A stuzzicare ulteriormente la sua ambizione è stata una telefonata inaspettata: “Un giorno mi squilla il telefono, numero non in rubrica. La mia ragazza mi dice: ‘Non rispondere’. Invece l’ho fatto, ed era Gattuso. Mi ha trasmesso ottime sensazioni. Spero di tornare presto in Nazionale anche per conoscerlo”.
Dopo Gasperini, è tempo di imparare da Juric. E anche qui, la filosofia non è così distante: “L’indicazione è muoversi tutti, non dare punti di riferimento fissi, scambiarsi posizioni. Calcio di movimento, proprio come con Gasp. Le differenze? Le stiamo scoprendo giorno per giorno, sono sfumature tattiche, dettagli su cui possiamo lavorare. Ma senza stravolgimenti”.
Il gruppo, intanto, ha già trovato la sua solidità: “Le motivazioni sono molto alte. E il gruppo è unito, composto da giocatori qui da tempo, a cui si sono già aggiunti un paio di elementi di livello”.
Scalvini non ha dubbi, c’è un compagno di squadra che lo ha impressionato particolarmente: “Sulemana ha una velocità impressionante. Sul lungo forse vince ancora Bellanova, ma nei primi passi è il più rapido con cui abbia mai giocato. È esplosività pura”. E poi c’è Ahanor, giovane classe 2007: “Ha un fisico importante e si è già integrato alla grande”.
Ma non è tutto oro. Scalvini non dimentica il lato oscuro del mestiere: la riabilitazione, il dolore, la fatica mentale. “Difficile dire se sia peggio rompersi il crociato o una spalla. Ma certo, altri quattro mesi di stop dopo sei…”. E racconta una notte in particolare: “Forse la prima dopo l’intervento alla spalla. Tremenda. Il dolore, la scomodità del tutore, il fastidio della ferita. Non riuscivo a dormire, mi veniva voglia di spaccare tutto”.

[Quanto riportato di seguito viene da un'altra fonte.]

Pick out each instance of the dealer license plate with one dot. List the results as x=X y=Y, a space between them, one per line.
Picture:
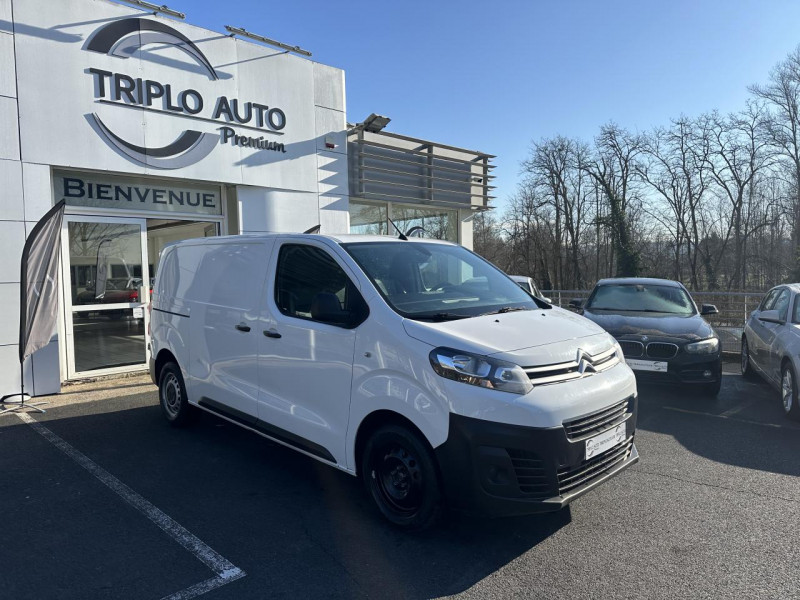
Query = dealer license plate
x=605 y=441
x=647 y=365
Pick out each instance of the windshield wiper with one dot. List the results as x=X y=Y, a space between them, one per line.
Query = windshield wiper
x=443 y=316
x=666 y=312
x=505 y=309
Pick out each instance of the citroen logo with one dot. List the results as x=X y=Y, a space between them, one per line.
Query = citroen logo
x=585 y=367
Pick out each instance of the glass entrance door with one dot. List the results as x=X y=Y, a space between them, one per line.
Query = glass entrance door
x=108 y=288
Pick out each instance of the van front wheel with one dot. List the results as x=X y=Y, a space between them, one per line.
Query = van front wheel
x=172 y=395
x=400 y=475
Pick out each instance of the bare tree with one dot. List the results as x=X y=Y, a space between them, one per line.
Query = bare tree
x=613 y=167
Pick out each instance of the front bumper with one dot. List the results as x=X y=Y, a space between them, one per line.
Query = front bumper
x=685 y=369
x=496 y=469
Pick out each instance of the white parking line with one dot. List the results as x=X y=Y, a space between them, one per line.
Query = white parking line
x=724 y=416
x=224 y=570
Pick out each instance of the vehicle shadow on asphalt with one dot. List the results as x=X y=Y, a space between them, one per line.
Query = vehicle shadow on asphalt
x=744 y=426
x=297 y=527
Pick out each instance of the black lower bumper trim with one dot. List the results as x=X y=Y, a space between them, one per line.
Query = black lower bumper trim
x=497 y=469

Un momento buio, che oggi fa da contrasto alla luce di un rientro sempre più vicino. Giorgio Scalvini non si nasconde: ha fame di Nazionale, crede nel progetto, e ha già in mente il prossimo traguardo. L’obiettivo è lì davanti: il Mondiale 2026. E questa volta, si spera, senza infortuni a frenarlo.